State Republicans have been campaigning to overhaul the tax code in Kansas to spur growth. The idea is that, by eliminating income taxes for residents and small businesses, lowering the sales tax and ditching a host of tax credits, Kansans will have more money and thus stimulate the economy.
But for the state’s poorest, the devil is in the details.
A Kansas House tax committee passed a bill in which anyone making less than $25,000 a year — roughly half a million of the state’s 2.9 million residents — will pay an average of $72 more in taxes, while those making more than $250,000 — about 21,000 people — will see a $1,500 cut, according to Kansas Department of Revenue estimates cited by the Kansas City Star.
The hike would come from the elimination of tax credits typically benefitting the poor.
The Kansas House bill, still under review by legislative leadership, is actually a less-ambitious version than one initially proposed by Republican Gov. Sam Brownback in which the poorest would pay $156 more in income taxes while those making $250,000 a year would pay $5,200 less.
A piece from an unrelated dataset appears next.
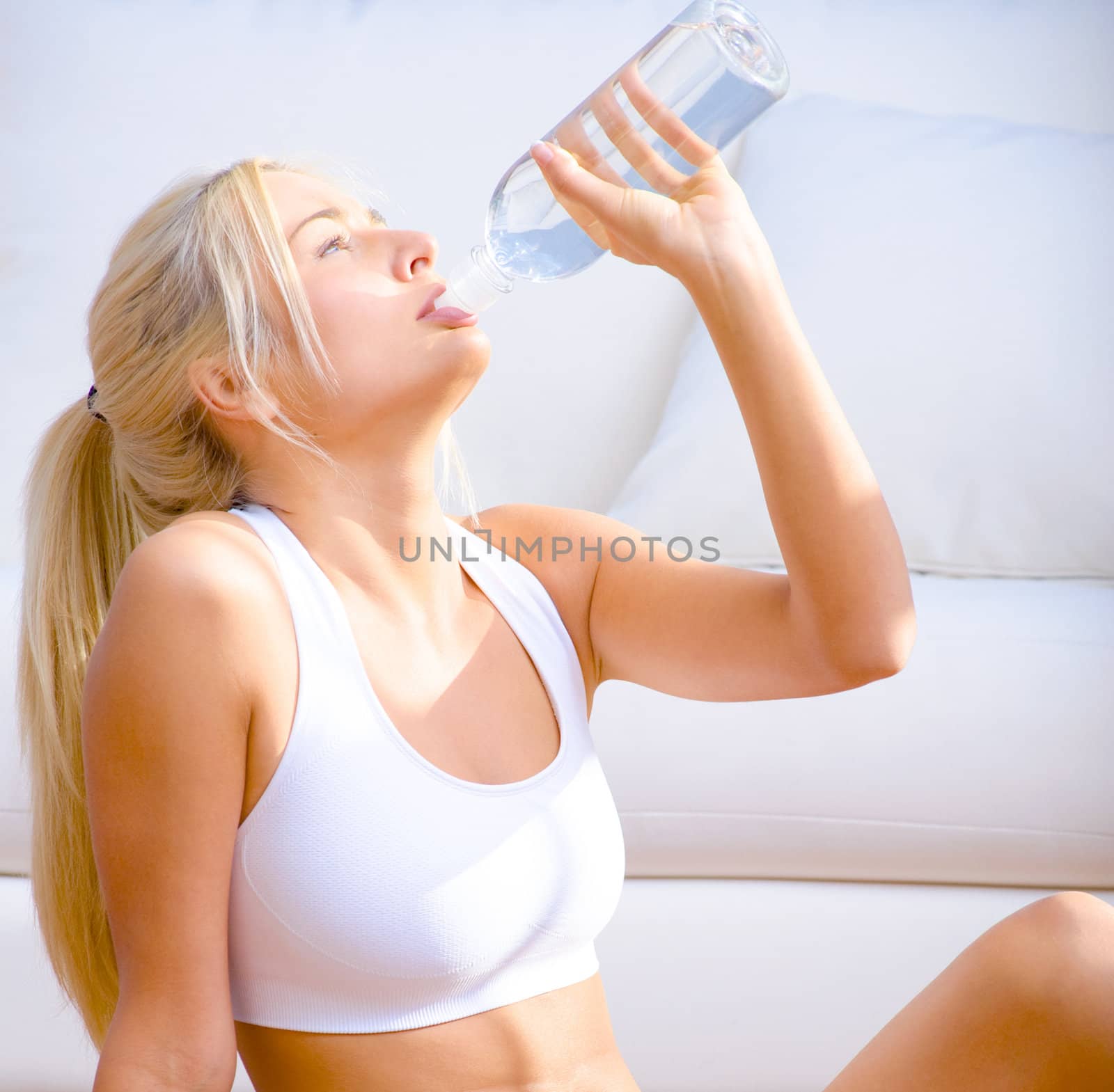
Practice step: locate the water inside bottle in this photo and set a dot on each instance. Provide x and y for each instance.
(716, 76)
The state’s liberals, probably as you’d expect, have been outraged.
“It’s been Robin Hood in reverse,” Senate Minority Leader Anthony Hensley, a Topeka Democrat, told the Kansas City Star in mid-January. “What we are doing is stealing from the poor to give to the rich.”
The state’s conservatives, probably also as you’d expect, didn’t quite see it that way.
"Our goal is for our economy to look more like Texas, and a lot less like California," Brownback said in a Wall Street Journal editorial praising the anti-income-tax plan.
How much like Texas? Kansas’ unemployment rate is among the lowest in the nation, with 6.3% unemployed, according to the U.S. Bureau of Labor Statistics; Texas’ is 7.8%. The USDA’s Economic Research Service estimates Kansas’ poverty rate to be 13.5%, while Texas’ is 17.9%.
Reaganomics mastermind Art Laffer is getting paid $75,000 to consult on the state’s overhaul, and he ran into some flak in January when he arrived to give testimony on the new plan, according to the Kansas City Star.
Kansas NOW, which recently sounded the alarm when Topeka symbolically decriminalized domestic abuse because of a municipal funding shortfall, challenged Laffer on the elimination of an earned-income tax credit used by single mothers, according to the Star, to which Laffer responded that the best form of welfare is a high-paying job.